On another note, two studies published in mid-2018 revealed that cells modified by CRISPR could potentially stimulate the development of tumors in the body, which may increase the risk of cancer. However, the relationship between them is still under research.
Background of the Topic
Simply put, "CRISPR-Cas9" is a primitive immune system in bacteria discovered by Japanese scientists about 30 years ago. The name is an acronym for "Clustered Regularly Interspaced Short Palindromic Repeats," referring to sequences of genetic codes derived from remnants of genes left behind by viruses invading bacteria. These bacterial sequences help identify DNA when exposed to invasion again, swiftly activating the Cas9 enzyme, which cuts the DNA.

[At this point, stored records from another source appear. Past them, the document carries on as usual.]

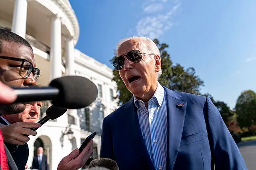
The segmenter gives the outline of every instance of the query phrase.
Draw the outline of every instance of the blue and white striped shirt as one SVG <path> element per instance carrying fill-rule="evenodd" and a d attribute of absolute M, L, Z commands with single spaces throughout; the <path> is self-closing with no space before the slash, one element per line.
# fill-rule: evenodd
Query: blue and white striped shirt
<path fill-rule="evenodd" d="M 144 103 L 134 96 L 140 126 L 156 170 L 166 170 L 167 152 L 167 109 L 164 90 L 158 82 L 153 97 Z"/>

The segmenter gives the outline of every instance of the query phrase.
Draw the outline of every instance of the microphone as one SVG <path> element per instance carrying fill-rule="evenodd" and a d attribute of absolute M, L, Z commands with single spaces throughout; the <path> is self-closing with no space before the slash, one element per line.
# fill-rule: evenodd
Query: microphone
<path fill-rule="evenodd" d="M 99 170 L 99 168 L 104 168 L 109 170 L 119 170 L 117 163 L 108 158 L 100 158 L 92 160 L 88 166 L 88 170 Z"/>
<path fill-rule="evenodd" d="M 106 168 L 104 168 L 100 166 L 95 166 L 94 167 L 92 167 L 90 168 L 86 169 L 87 170 L 110 170 Z"/>
<path fill-rule="evenodd" d="M 14 103 L 52 100 L 56 106 L 80 109 L 90 105 L 98 95 L 97 87 L 91 80 L 78 76 L 53 80 L 48 87 L 14 88 L 18 98 Z"/>
<path fill-rule="evenodd" d="M 43 125 L 49 120 L 54 120 L 60 117 L 65 113 L 68 109 L 66 108 L 61 107 L 54 105 L 52 105 L 45 111 L 46 115 L 43 117 L 38 122 L 38 123 Z M 39 127 L 31 127 L 30 129 L 35 131 Z M 28 136 L 28 135 L 23 135 L 24 136 Z"/>

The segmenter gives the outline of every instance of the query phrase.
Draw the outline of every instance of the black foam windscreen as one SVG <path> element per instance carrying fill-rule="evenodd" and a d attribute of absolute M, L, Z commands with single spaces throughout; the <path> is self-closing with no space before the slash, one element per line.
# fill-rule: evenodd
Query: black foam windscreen
<path fill-rule="evenodd" d="M 100 158 L 92 160 L 89 164 L 89 169 L 92 167 L 102 167 L 110 170 L 119 170 L 116 162 L 111 159 Z"/>
<path fill-rule="evenodd" d="M 57 88 L 59 93 L 52 103 L 69 109 L 84 107 L 98 95 L 97 87 L 91 80 L 77 76 L 68 76 L 53 80 L 49 86 Z"/>
<path fill-rule="evenodd" d="M 47 109 L 45 113 L 51 120 L 54 120 L 65 113 L 67 110 L 66 108 L 52 105 Z"/>

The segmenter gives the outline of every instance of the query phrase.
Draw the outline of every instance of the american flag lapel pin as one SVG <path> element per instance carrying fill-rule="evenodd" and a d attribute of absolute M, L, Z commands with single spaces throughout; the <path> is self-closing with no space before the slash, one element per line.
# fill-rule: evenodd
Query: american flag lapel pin
<path fill-rule="evenodd" d="M 179 103 L 178 104 L 177 104 L 177 105 L 176 105 L 177 106 L 177 107 L 183 107 L 184 106 L 184 104 L 183 103 Z"/>

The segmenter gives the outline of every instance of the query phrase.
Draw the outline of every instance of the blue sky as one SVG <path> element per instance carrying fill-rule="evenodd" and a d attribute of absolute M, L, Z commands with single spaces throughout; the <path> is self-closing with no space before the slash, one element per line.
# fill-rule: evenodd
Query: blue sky
<path fill-rule="evenodd" d="M 201 92 L 231 108 L 243 91 L 256 92 L 254 0 L 70 1 L 76 48 L 110 67 L 120 40 L 146 36 L 168 44 L 174 63 L 194 67 L 204 81 Z"/>

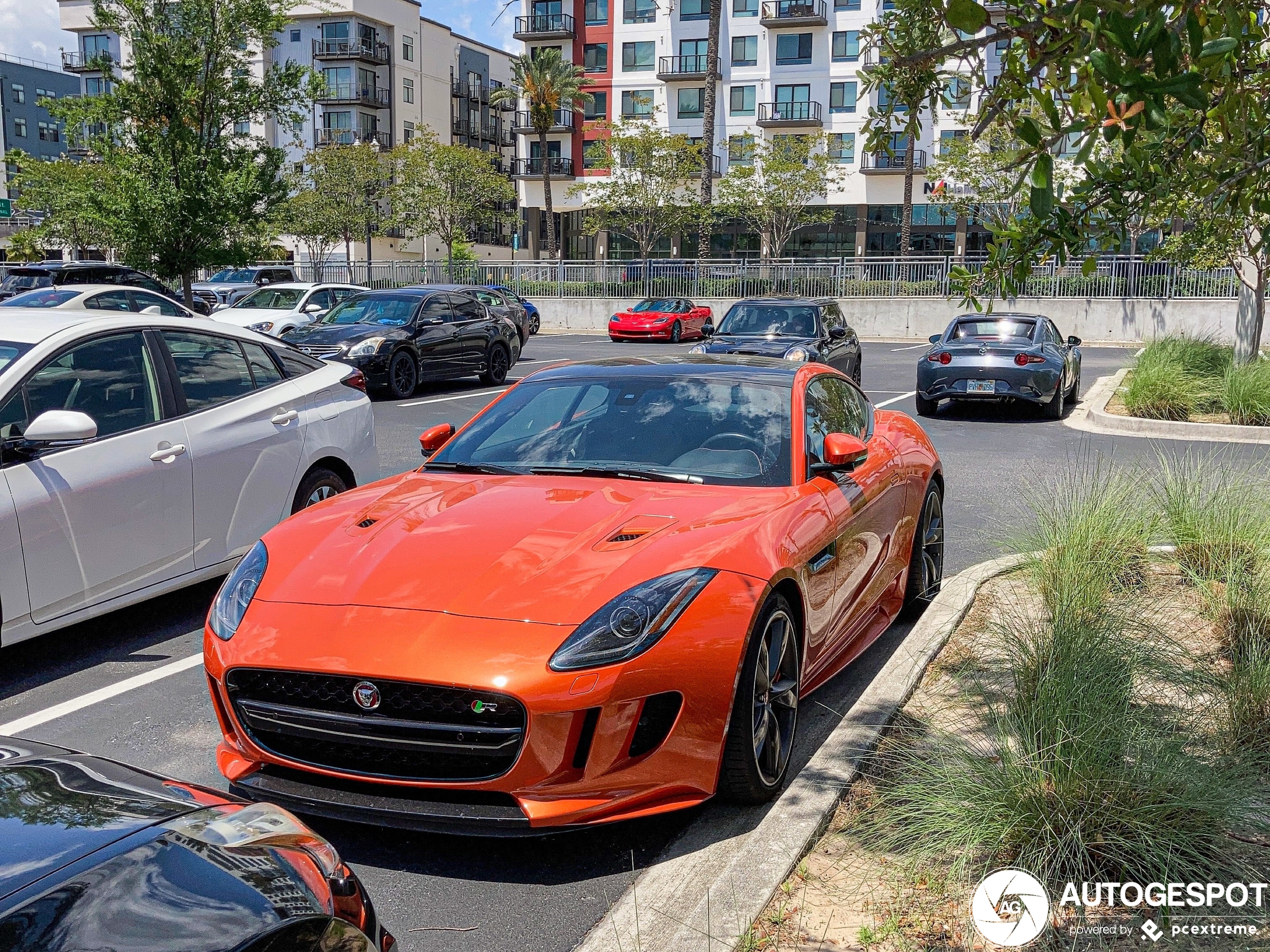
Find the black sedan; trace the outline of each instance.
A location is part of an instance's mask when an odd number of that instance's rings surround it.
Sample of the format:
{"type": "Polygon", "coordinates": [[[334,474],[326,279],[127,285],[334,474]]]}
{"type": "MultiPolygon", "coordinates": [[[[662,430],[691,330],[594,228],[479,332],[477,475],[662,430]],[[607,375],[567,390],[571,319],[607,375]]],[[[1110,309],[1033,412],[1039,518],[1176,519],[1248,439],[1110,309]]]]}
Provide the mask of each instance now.
{"type": "Polygon", "coordinates": [[[353,364],[367,386],[399,400],[420,380],[476,374],[500,386],[521,357],[511,322],[444,287],[366,291],[282,339],[310,357],[353,364]]]}
{"type": "Polygon", "coordinates": [[[0,737],[0,949],[394,944],[335,848],[287,811],[0,737]]]}
{"type": "Polygon", "coordinates": [[[860,382],[860,338],[833,298],[747,297],[690,354],[752,354],[826,363],[860,382]]]}
{"type": "Polygon", "coordinates": [[[917,413],[941,400],[1025,400],[1049,419],[1081,392],[1081,339],[1039,314],[955,317],[917,360],[917,413]]]}

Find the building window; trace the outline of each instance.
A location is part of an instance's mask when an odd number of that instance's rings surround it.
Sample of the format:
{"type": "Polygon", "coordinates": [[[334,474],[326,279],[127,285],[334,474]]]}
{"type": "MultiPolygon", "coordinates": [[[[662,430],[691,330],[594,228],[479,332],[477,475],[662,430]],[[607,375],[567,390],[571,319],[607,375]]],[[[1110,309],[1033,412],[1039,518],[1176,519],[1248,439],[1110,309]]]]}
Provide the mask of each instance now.
{"type": "Polygon", "coordinates": [[[622,43],[622,72],[650,72],[655,65],[657,42],[622,43]]]}
{"type": "Polygon", "coordinates": [[[592,93],[591,102],[582,104],[583,119],[608,118],[608,93],[592,93]]]}
{"type": "Polygon", "coordinates": [[[777,66],[806,66],[810,62],[810,33],[781,33],[776,37],[777,66]]]}
{"type": "Polygon", "coordinates": [[[829,135],[829,157],[841,165],[851,165],[856,160],[856,133],[833,132],[829,135]]]}
{"type": "Polygon", "coordinates": [[[833,34],[833,61],[856,62],[860,58],[860,30],[845,29],[833,34]]]}
{"type": "Polygon", "coordinates": [[[622,23],[655,23],[657,0],[622,0],[622,23]]]}
{"type": "Polygon", "coordinates": [[[730,116],[753,116],[754,90],[754,86],[733,86],[728,93],[728,113],[730,116]]]}
{"type": "Polygon", "coordinates": [[[587,43],[582,48],[582,69],[587,72],[608,72],[608,43],[587,43]]]}
{"type": "Polygon", "coordinates": [[[856,84],[831,83],[829,84],[829,112],[853,113],[856,110],[856,84]]]}
{"type": "Polygon", "coordinates": [[[706,91],[704,89],[681,89],[679,118],[700,119],[701,113],[705,109],[705,95],[706,91]]]}
{"type": "Polygon", "coordinates": [[[653,114],[652,89],[624,89],[622,90],[622,116],[641,117],[653,114]]]}

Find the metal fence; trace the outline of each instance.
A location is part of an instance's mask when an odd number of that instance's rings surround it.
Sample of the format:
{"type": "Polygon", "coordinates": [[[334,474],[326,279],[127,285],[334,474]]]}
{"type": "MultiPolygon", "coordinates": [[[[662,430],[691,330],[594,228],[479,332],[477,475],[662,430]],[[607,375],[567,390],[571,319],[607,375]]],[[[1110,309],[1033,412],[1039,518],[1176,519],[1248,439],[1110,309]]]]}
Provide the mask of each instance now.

Scientists did not fully understand how CRISPR works to cut and replace DNA segments until 2012, when researchers at the University of California, Berkeley, published a paper detailing the creation of molecules that act as "guides" to assist CRISPR in exploring the DNA and precisely targeting the segment to be cut.
Before long, scientists at the Harvard-affiliated Broad Institute modified CRISPR for use in human cells, leading to a dispute over patent rights related to this technology due to its implications on scientific awards that may be granted once the dispute is resolved in favor of one side. However, this dispute was settled in 2017, when the U.S. Patent Office declared that patents submitted by both the Broad Institute and the University of California, Berkeley, were sufficiently different to preclude contention, thereby rejecting Berkeley's appeal.
Any researcher with basic skills and equipment costing no more than a few thousand dollars can easily use CRISPR, opening wide avenues for innovation and at the same time for potential misuse. It cannot be claimed that CRISPR is free of flaws, at least at present, especially since about 60% of DNA cutting operations are unintended, and scientists still do not fully understand the effects of this.
The Ongoing Debate
All the risks and benefits must be taken into account before deciding to use CRISPR to treat individuals with diseases. The issues surrounding the use of gene-editing technology in germ cells are not merely medical but also philosophical.
Although there are immense benefits to using it, such as eradicating genetic diseases permanently, it must not be overlooked that any mistake made will have lasting consequences, as it would be transmitted through generations who have not had the opportunity to provide their prior consent. While some scientists express concern about moving towards the use of the technology for non-medical purposes, such as producing children with enhanced traits, philosopher Nick Bostrom and author Carl Shulman argued in a 2013 article that individuals with enhanced intellectual capacities could contribute positively to society through innovations that benefit everyone.